5. Performance Optimization
- Use Graviton instances or right-size with Compute Optimizer.
- Prefer GP3 over GP2 for EBS.
- Apply S3 lifecycle rules → move cold data to Glacier.
- Reduce data transfer costs by staying in-region and private.
6. Cost Optimization
- Continuously right-size using CloudWatch + Compute Optimizer.
- Mix On-Demand, Reserved, and Spot instances.
- Archive cold data with S3 Glacier.
- Set up Budgets, Cost Explorer, and tagging for governance.
7. Monitoring & Observability
- CloudWatch → metrics, alarms, dashboards.
- Logs Insights → query logs across groups.
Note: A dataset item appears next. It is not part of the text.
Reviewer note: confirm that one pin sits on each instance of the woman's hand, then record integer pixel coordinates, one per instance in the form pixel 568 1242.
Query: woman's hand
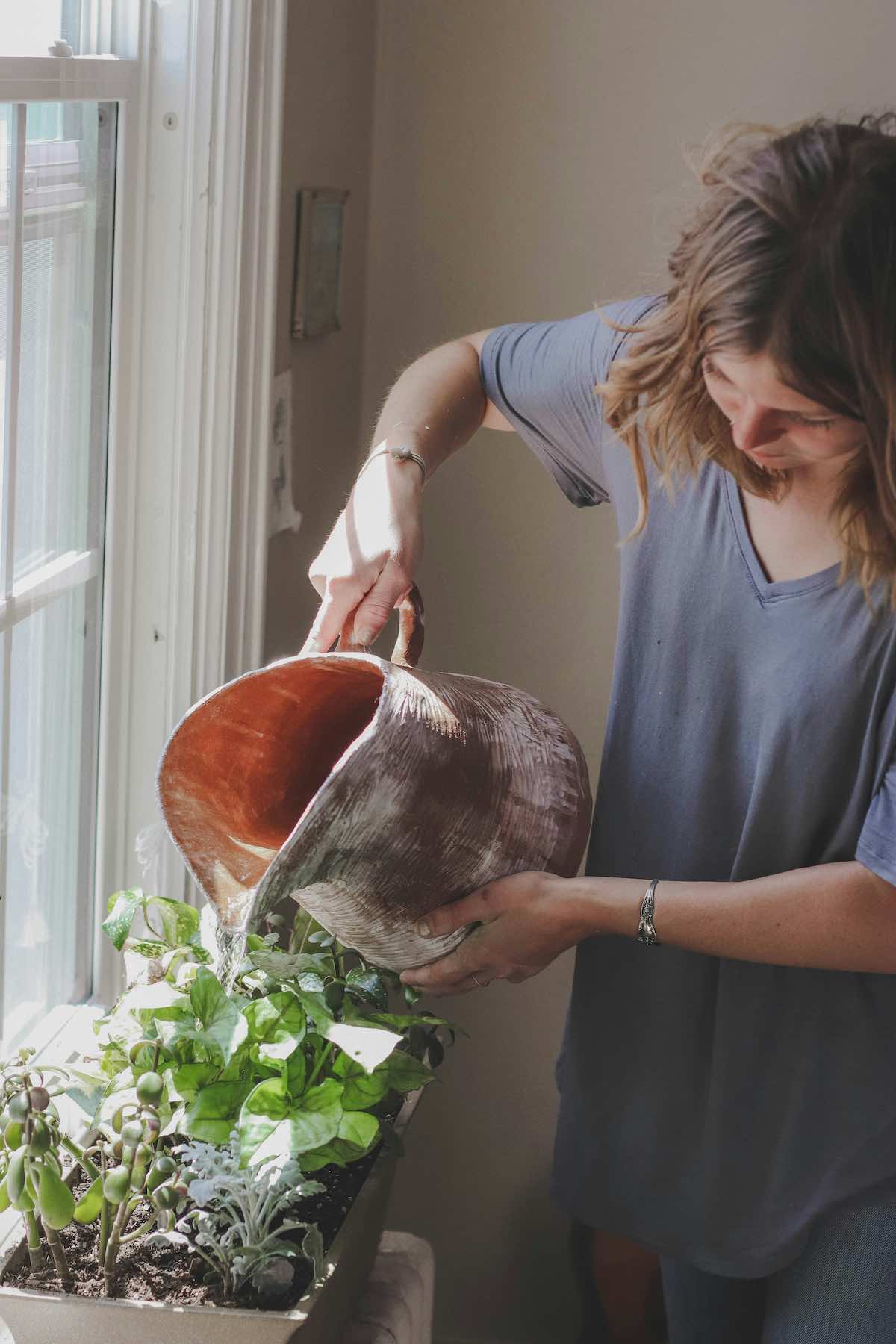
pixel 368 561
pixel 526 921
- X-Ray → distributed tracing.
- Synthetics → proactive canary checks.
8. Deployment & Operations
- Define infrastructure as code with CloudFormation or CDK.
- Automate pipelines via CodePipeline, CodeBuild, CodeDeploy.
- Deployment strategies:
- Blue/Green → minimal downtime
- Canary → gradual rollout
- Rolling → phased updates
- Immutable → brand-new instances
9. Common Patterns
Pattern | AWS Services | Notes |
---|---|---|
Microservices | API Gateway + ECS/EKS + SQS/SNS | Async, scalable design |
Serverless | Lambda + API Gateway | Pay per use |
Event-Driven | SQS, SNS, EventBridge | Decoupled services |
10. Design Principles (Rules of Thumb)
10.1 Availability Zones (AZs)
Nominal AZs = the number of AZs actively used in your architecture, leaving one buffer AZ for fault tolerance.
Formula:
Nominal AZs = Total AZs - 1
Instances per AZ = Required Instances ÷ Nominal AZs
Example:
You’re in a region with 6 AZs and your app needs 5 EC2 instances.
Nominal AZs = 6 - 1 = 5
Instances per AZ = 5 ÷ 5 = 1 instance per AZ
If one AZ fails, your app still runs evenly across 4 remaining AZs — maintaining stability and availability.
10.2 Subnets per Tier
Subnets = (Number of Tiers) × (Number of AZs)
Example:
2 tiers (app + DB) × 3 AZs = 6 subnets
10.3 Tiering Logic
- Traditional → 3-tier (Presentation / Logic / Data).
- In AWS → be requirements-driven.
- Private DB subnets → isolate for compliance and security.
- More subnets = better control, not automatically higher HA.
11. Best Practices Summary
Principle | Why It Matters |
---|---|
Design for failure | Expect AZ or instance failure — assume things will break and plan redundancy. |
Implement elasticity | Scale with demand using Auto Scaling and managed services. |
Automate with IaC | Use CloudFormation or CDK to reduce manual errors and enforce consistency. |
Monitor everything | Visibility ensures reliability — track metrics, logs, and alarms proactively. |
Optimize for cost | Efficiency drives sustainability — right-size, schedule, and review usage regularly. |
Common pitfalls:
- Running only in one AZ → single point of failure.
- Over-provisioning → wasted cost.
- Security added late → higher risk.
- No observability → blind troubleshooting.
- Tight coupling → poor scalability.